America’s first carbon neutral city
Davis, California starts race to become America’s first carbon neutral city
David Gershon and Mitch Sears are available for interviews.
DAVIS, CA - The city with the nation’s first bike lanes and climate specific energy efficiency ordinance is teaming up with former Olympic Torch Relay director and Earth Run organizer David Gershon to achieve the impossible. By unanimous vote of its city council, Davis, California is going all the way on global warming–total carbon neutrality by mid-century.
Davis, home to the University of California Davis, is located near Sacramento and has a population of over 65,000. Gershon, author of Social Change 2.0, has enlisted 300 American cities to go on the Low Carbon Diet set forth in his best-selling book by the same name.
Using the State of California’s 20 percent reduction goal as its starting point, the city has set an equally ambitious short-term target to cut the community’s carbon emissions by up to 50 percent by 2013. To get there, the city hopes that its Cool Davis campaign will eventually engage 75 percent of households to go on David Gershon’s Low Carbon Diet: A 30-day Program to Lose 5,000 Pounds, and stay on it. The program encourages households to tailor a carbon diet following simple to implement actions and a peer-support group called EcoTeams.
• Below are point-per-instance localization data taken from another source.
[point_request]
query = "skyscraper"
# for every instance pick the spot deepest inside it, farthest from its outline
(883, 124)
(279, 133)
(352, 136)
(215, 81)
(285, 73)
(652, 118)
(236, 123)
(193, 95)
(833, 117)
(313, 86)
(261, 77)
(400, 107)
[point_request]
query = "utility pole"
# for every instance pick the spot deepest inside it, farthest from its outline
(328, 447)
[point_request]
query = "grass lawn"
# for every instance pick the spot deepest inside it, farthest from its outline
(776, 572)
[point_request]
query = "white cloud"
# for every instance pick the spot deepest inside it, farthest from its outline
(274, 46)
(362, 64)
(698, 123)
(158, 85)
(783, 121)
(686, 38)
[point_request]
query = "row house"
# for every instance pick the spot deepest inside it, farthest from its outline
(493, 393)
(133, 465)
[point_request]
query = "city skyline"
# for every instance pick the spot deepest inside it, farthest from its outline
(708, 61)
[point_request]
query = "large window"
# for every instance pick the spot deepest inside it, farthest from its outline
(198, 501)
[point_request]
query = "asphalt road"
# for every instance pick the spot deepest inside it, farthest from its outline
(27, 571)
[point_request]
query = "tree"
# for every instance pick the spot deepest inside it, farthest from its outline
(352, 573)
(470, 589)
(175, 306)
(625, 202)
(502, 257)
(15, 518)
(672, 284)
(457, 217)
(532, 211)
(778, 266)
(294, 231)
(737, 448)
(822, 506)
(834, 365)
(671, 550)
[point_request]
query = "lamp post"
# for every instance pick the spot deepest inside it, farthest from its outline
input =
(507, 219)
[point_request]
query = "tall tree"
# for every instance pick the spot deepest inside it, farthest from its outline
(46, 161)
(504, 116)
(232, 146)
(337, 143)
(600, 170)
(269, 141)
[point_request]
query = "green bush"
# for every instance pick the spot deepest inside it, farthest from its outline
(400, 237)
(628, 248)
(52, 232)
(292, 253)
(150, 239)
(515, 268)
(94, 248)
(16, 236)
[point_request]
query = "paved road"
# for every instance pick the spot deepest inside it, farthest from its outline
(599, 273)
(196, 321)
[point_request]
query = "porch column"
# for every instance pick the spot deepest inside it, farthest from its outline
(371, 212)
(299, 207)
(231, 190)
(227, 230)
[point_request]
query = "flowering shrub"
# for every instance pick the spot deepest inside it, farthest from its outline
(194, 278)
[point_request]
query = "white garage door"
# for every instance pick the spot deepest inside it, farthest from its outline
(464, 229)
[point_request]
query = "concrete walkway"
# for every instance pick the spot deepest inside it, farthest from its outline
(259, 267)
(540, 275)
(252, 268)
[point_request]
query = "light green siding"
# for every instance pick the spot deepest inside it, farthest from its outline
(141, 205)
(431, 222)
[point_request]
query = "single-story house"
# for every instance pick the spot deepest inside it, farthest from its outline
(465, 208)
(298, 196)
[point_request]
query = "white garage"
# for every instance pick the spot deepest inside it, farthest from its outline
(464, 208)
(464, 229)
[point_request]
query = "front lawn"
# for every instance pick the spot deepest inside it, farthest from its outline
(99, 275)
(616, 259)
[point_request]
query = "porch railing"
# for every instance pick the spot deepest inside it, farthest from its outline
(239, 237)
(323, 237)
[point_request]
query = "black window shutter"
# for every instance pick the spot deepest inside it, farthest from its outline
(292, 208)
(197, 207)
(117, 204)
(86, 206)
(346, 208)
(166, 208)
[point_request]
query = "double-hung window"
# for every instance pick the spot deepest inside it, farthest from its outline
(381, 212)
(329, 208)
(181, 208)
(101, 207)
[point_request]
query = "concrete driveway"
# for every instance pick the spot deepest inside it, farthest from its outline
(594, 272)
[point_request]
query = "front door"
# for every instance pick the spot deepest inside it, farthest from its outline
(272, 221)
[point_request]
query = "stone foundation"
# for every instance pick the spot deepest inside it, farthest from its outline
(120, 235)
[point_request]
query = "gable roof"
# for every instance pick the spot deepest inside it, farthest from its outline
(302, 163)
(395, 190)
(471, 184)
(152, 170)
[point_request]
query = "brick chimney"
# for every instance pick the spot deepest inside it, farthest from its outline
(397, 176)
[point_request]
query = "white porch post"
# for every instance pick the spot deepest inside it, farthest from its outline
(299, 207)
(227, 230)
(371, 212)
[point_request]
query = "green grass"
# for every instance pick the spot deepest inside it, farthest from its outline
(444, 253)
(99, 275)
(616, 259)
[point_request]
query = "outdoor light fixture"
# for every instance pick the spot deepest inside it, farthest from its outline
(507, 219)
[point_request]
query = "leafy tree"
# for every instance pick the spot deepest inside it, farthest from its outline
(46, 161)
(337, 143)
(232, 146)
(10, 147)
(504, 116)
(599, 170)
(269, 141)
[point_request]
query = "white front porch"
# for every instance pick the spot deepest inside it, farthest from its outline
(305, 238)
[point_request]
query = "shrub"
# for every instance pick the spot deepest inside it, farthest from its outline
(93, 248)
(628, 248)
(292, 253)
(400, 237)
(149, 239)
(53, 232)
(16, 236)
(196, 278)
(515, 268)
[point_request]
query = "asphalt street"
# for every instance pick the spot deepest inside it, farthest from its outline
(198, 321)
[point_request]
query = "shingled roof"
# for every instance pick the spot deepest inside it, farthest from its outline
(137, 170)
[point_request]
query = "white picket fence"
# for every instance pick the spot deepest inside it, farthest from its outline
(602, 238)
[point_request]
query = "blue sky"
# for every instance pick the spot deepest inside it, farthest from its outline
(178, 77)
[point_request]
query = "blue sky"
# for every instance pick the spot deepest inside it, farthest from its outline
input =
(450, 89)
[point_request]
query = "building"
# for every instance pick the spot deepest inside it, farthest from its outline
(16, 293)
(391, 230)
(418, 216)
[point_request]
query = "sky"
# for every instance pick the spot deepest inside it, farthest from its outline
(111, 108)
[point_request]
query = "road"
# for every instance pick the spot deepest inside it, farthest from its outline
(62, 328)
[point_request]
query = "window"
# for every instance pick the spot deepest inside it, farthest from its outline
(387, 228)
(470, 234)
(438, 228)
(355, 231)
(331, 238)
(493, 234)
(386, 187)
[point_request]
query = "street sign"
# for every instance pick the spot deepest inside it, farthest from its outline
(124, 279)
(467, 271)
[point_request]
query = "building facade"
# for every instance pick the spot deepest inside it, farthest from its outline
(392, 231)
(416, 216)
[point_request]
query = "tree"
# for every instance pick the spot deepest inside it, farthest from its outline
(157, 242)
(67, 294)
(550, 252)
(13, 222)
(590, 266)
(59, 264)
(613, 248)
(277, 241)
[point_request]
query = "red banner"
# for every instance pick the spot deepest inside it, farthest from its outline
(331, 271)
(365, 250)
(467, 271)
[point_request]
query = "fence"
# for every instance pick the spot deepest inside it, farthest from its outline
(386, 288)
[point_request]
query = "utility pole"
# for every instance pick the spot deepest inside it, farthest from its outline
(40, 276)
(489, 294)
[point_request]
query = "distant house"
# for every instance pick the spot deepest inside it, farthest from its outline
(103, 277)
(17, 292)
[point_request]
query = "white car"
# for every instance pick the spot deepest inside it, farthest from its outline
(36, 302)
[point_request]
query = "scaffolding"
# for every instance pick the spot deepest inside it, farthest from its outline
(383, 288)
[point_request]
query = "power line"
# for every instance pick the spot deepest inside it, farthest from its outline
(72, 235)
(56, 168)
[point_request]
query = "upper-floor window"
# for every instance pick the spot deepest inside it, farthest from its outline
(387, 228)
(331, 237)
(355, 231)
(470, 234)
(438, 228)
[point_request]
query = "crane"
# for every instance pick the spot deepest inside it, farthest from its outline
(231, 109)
Its hopes are founded on the remarkable results of the Davis pilot program, which proved that a reduction of 5,500 pounds per household is possible. Households using Gershon’s do-it-yourself carbon diet in similar Cool Community campaigns across the country have cut their emissions by up to 35 percent in a matter of months. One of the benefits of the program is that any type of household–large or small, owner or renter–can participate and customize a plan.
“We have proof of concept and the means to scale it up,” says David Gershon, author of the Low Carbon Diet and Social Change 2.0. “When it comes to cutting carbon, the action is at the local level, and the city of Davis is leading the way. Since half of America’s carbon footprint is at the residential level, Cool Community campaigns are a powerful and doable way for America get on a low carbon path.”
“As a city where 75 percent of our greenhouse gas emissions are coming from residential sources, it was a no brainer,” said Mitch Sears sustainability director of the City of Davis. “When you pair the carbon reduction results Gershon is getting with the innovative Cool Community strategy and tools he offers to scale them up, Low Carbon Diet is by far the most cost-effective option for our city budget.”
Bold, large-scale social change initiatives are not new to David Gershon. He literally ran onto the world stage when he organized the First Earth Run. The 86-day global torch relay for peace at the height of the cold war engaged the participation of tens of millions of people in 62 countries, including heads of state, and was witnessed by over a billion more worldwide.
Dubbed the best bicycle town in America, Davis boasts the country’s top rated year-round farmers market, is home to the US Bicycling Hall of Fame, and was the first city in America to adopt an ordinance requiring energy efficiency tailored to the local climate, a local law that would later influence California’s famous Title 24, the first state law of its kind in America.
Early results from other Cool Community campaigns pilot programs are also achieving reductions once thought impossible without new technology.
Cool Portland, the campaign’s first pilot program, more than doubled its goal of cutting carbon emissions by 10 percent per household, realizing an average reduction of 22 percent, or 6,700 pounds.
Citizen-led EcoTeams, peer-support groups of 5 to 8 households, in Vermont similarly reduced their carbon footprint by 23 percent.
Rochester, New York launched a Low Carbon Diet Challenge that achieved an average reduction of 10,828 pounds for every participating household. As a result, community organizers and city officials are scaling up a Cool Rochester campaign to engage 40,000 households and reduce their community’s carbon footprint by one billion pounds.
Cool Mass, the first statewide Cool Community campaign, launched last fall. The first communities to sign on are Boston, Braintree, Brookline, Dedham, Hingham, Hull, Milton, Newton, and Winchester, which represent almost a million of the state’s residents.